Fairuza’s teeth chattered, her mouth wobbling, but I felt it wasn’t with fear like the rest of us, but mindless anger, the kind I now felt at my mother’s lies and omissions, at Loujaïne for getting Nariman banished and at Nariman for extorting me and endangering us all.
I felt the magic radiate off Marzeya, a silent threat, waiting to lash out. “Well, Princess? Answer me.”
“The accusation of tampering with us is enough to land your neck on the chopping block!”
This wasn’t going to end well. I had to step in before the witch lost her temper.
Looking at Cyrus and Ayman, making sure they were just held back but unharmed, I tapped her on the shoulder. “Is it my turn?”
Marzeya turned crimson eyes on me, wrinkled, sunken face still contorted with offense. “What could you have left to say?”
“Not much,” I admitted. “You said you didn’t want a place at court, neither will you trade other jewelry for it or wear it yourself.

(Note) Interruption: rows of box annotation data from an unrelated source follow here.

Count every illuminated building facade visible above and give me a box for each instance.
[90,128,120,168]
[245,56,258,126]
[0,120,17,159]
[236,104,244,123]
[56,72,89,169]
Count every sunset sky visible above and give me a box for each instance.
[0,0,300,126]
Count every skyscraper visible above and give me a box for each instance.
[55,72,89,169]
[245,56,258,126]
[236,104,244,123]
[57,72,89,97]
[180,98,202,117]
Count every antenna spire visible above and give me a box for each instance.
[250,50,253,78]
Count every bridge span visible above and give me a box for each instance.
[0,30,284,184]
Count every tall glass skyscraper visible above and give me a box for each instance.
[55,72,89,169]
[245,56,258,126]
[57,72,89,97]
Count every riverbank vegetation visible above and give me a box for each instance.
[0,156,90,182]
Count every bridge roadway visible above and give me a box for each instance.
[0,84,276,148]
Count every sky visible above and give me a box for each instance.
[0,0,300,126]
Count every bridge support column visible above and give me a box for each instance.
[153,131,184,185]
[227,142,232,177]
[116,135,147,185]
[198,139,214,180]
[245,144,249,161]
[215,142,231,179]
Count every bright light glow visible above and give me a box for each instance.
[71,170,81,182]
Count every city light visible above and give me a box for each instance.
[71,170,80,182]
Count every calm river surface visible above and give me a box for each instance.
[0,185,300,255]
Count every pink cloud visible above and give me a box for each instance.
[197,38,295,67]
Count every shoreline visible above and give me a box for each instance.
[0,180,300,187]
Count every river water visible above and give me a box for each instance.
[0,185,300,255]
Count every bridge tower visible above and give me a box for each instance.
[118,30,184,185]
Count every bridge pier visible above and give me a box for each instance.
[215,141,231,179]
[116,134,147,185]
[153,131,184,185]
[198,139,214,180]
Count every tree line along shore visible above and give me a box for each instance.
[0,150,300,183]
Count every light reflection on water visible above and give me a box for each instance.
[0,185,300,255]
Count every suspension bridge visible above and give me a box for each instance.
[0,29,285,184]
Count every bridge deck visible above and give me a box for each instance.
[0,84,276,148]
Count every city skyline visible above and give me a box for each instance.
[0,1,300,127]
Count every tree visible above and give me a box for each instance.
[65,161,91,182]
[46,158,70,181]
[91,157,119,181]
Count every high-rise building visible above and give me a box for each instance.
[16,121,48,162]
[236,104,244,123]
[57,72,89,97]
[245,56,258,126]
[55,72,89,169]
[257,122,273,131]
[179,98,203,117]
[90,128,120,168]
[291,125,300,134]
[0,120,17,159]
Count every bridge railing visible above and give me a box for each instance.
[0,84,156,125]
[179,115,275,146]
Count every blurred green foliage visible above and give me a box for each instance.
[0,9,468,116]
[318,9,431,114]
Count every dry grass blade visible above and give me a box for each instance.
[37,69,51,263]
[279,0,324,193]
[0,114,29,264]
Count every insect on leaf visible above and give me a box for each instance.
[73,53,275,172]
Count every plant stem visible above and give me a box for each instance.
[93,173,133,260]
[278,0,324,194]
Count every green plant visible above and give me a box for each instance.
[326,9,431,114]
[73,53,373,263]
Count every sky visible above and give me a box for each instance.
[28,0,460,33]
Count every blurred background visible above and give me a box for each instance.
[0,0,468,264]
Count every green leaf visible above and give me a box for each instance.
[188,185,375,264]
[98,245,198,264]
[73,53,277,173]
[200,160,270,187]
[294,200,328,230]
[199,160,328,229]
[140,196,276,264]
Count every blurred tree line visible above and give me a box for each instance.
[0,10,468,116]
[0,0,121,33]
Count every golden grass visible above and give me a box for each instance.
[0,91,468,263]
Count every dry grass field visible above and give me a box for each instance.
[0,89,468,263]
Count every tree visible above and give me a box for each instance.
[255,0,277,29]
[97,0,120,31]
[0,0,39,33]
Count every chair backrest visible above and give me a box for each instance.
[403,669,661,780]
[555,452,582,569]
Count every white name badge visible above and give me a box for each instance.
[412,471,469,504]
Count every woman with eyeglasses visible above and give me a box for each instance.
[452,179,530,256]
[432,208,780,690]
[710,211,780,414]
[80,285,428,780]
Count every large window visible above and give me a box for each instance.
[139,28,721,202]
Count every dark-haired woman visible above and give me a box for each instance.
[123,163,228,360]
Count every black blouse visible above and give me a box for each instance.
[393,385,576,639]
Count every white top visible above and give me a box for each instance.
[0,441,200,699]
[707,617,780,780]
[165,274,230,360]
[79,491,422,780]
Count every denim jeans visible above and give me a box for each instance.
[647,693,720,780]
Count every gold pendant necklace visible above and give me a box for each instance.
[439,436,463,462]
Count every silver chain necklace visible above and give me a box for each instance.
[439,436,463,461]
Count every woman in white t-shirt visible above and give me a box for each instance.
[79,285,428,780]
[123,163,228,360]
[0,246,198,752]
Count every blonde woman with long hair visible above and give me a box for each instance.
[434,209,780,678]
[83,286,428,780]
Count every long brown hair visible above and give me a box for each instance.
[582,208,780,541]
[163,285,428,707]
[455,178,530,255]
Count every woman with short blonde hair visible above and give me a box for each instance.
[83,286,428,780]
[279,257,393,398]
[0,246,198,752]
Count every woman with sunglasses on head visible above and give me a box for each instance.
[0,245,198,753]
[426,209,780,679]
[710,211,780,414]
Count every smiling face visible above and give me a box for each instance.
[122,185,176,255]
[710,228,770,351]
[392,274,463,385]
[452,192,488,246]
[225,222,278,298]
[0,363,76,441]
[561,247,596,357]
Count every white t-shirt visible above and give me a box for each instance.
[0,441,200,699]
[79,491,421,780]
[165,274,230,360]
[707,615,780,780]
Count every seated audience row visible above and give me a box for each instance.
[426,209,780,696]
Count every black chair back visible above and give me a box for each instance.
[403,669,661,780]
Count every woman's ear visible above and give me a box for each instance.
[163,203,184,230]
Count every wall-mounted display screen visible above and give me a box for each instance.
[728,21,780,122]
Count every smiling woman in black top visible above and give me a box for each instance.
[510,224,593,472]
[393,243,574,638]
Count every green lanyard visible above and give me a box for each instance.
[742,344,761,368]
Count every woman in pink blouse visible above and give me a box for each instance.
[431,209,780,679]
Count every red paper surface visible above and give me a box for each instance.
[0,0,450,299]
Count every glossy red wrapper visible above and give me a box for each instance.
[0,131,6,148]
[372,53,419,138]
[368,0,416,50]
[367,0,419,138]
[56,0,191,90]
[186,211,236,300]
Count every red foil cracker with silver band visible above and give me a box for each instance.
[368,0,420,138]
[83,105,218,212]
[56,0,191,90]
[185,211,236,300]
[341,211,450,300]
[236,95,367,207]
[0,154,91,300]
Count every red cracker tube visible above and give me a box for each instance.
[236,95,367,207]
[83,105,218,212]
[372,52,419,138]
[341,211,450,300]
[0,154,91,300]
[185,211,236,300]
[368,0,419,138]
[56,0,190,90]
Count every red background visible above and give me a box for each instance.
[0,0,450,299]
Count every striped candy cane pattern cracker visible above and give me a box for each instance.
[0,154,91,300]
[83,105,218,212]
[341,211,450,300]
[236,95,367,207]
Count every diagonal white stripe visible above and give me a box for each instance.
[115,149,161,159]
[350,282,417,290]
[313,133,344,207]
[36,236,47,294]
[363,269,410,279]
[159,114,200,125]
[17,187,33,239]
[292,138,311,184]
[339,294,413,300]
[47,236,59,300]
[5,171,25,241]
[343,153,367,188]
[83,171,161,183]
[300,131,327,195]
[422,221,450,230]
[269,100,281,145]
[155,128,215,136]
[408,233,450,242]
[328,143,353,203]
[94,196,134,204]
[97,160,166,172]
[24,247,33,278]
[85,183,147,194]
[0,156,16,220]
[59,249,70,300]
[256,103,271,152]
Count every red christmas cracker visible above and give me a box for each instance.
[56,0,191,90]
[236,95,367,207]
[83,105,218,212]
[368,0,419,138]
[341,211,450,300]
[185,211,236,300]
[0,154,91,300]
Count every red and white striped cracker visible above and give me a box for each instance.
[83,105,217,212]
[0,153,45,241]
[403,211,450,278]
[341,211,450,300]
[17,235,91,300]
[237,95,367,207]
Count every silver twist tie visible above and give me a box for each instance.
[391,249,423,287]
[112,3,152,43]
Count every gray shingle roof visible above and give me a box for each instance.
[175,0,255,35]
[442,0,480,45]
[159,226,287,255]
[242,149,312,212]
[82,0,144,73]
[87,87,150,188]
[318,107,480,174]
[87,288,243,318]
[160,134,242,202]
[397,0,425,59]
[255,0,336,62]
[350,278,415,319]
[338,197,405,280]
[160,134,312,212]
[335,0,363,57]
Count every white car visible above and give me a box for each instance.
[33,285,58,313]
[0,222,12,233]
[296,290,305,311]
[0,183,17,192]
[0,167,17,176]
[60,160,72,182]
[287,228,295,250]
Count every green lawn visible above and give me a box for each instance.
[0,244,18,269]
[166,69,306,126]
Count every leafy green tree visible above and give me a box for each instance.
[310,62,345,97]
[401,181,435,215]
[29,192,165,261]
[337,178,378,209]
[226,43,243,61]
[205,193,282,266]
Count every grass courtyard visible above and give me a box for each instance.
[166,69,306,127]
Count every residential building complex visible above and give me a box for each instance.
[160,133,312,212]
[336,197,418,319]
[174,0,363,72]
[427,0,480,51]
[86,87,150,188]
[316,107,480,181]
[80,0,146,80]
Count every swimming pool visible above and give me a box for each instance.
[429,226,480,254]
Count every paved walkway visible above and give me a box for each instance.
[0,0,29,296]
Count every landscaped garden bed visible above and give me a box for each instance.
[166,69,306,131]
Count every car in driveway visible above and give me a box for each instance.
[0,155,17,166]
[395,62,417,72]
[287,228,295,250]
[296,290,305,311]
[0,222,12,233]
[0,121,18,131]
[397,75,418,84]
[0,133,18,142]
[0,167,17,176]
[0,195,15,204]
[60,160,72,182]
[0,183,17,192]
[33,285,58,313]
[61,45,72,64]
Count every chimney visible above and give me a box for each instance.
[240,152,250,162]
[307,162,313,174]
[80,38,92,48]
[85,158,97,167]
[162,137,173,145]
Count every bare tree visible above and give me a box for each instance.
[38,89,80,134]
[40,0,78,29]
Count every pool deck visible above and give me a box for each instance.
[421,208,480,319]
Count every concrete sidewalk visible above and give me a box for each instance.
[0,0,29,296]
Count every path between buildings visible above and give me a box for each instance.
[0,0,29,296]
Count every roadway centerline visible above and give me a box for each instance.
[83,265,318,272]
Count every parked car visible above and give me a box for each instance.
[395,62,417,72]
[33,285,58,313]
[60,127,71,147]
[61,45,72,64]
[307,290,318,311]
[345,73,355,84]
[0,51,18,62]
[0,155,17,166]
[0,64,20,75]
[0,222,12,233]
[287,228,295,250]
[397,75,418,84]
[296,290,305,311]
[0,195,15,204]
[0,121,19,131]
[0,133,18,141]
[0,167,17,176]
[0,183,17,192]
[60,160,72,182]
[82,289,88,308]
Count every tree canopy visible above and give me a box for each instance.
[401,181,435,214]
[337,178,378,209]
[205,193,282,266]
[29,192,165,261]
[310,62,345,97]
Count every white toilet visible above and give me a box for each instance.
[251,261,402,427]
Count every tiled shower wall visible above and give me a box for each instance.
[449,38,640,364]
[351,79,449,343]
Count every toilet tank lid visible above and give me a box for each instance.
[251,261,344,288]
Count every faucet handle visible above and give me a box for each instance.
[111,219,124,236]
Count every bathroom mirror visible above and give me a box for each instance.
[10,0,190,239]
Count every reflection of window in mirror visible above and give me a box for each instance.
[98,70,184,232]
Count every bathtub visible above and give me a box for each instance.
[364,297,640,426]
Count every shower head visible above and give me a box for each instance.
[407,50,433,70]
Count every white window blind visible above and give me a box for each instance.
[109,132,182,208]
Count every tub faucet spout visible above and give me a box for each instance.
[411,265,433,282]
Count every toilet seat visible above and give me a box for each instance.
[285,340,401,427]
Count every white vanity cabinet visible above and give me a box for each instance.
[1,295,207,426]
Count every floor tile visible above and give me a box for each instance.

I take it that you won’t sell it to us either?”
“Not for any currency in your coin pouch or the king’s vaults.”
“Then it’s not power or money you’re after.” Especially since she had us technically at her mercy and wasn’t leveraging the fact for either.
Marzeya shook her head. “I have enough of my own.”
“Then I have to ask. What do you want?”
Marzeya looked me over, her long black nails tapping on the table, each third tap from her longest fingernail making me flinch. “What can you offer me?”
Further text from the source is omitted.